Insurance Commissioner Mike Chaney and Senator Walter Michel have joined with the University of Mississippi to offer a scholarship annually for two seniors in the School of Business Administrations RMI program.
The J. Walter Michel and Michael J. Chaney Risk Management and Insurance Scholarship of Excellence fund will provide a $2,500 scholarship each year to two college seniors in the program. The combined effort brought the $50,000 gift from the two to the University to award the scholarship to a minimum of 20 individuals over the next 10 years. Efforts are being made to continue the scholarship after that point.
The first two recipients will be selected this spring and the benefits will be applied to the fall and spring semesters of the 2021-2022 academic year.
“We both have many of the same values,” said Chaney, now in his fourth term as the state’s insurance commissioner. “We support our church communities and our families and we want to do what we can to leave the state in better shape than we found it.
“If a student is ready to earn a degree and provide a vital service to their neighbors, the RMI program is a wonderful option due to its job placement record,” said Michel, who recently created another scholarship to support UM students pursuing degrees in real estate. He is also a 1983 graduate of Ole Miss.
According to Ole Miss, the university’s RMI program has a 100 percent job placement rate for graduates looking to begin their careers right after college, said Andre Liebenberg, the Gwenette P. and Jack W. Robertson chair of insurance and associate professor of finance at the School of Business Administration.

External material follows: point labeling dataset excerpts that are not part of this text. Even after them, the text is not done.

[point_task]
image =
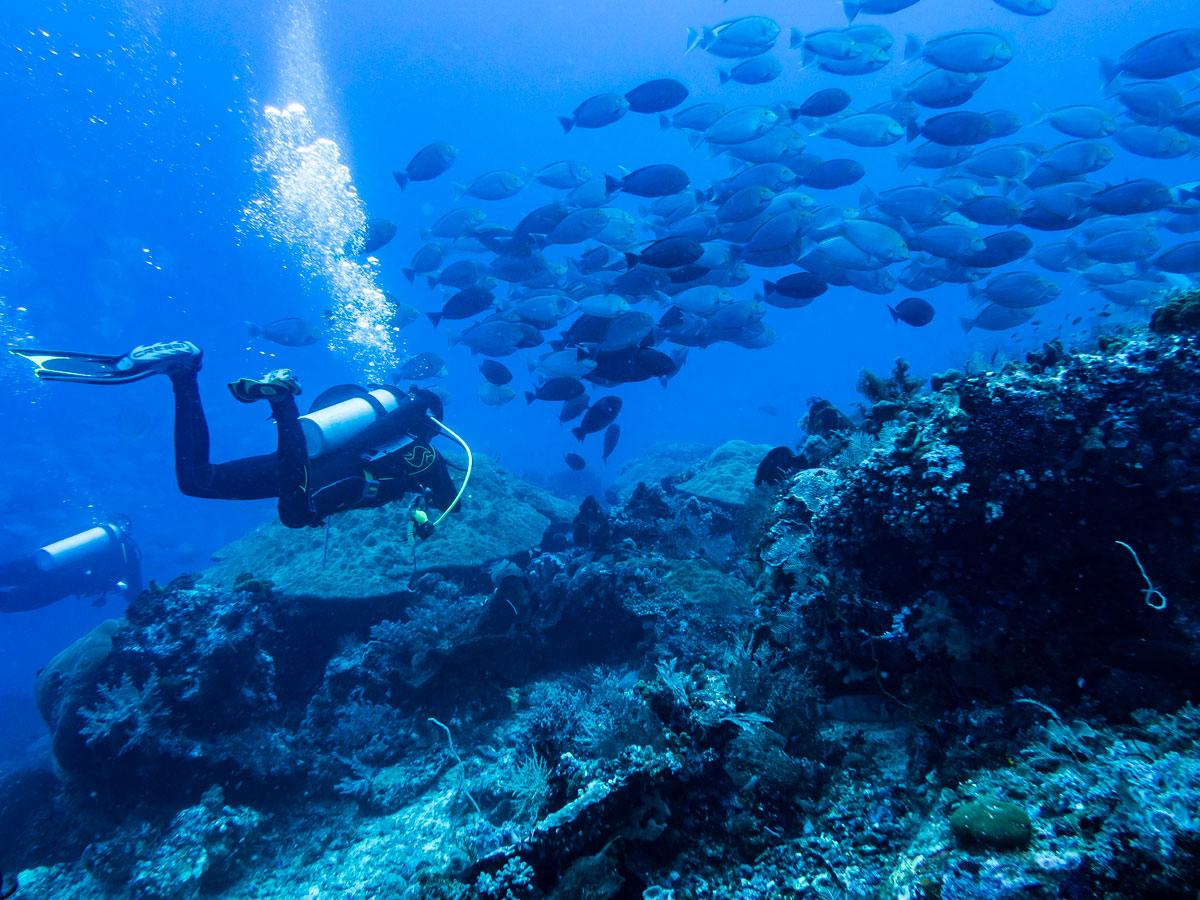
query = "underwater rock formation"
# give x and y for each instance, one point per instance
(727, 474)
(922, 666)
(995, 535)
(367, 553)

“Our RMI program is focused on showing students the amazing job opportunities in risk management and insurance and then preparing them for meaningful careers in an industry that is desperate for talent,” Liebenberg said.
“Thus, in addition to benefiting our students, the Michel and Chaney Risk Management and Insurance Scholarship of Excellence Fund will enable our program to better serve the industry by attracting more students to this major.”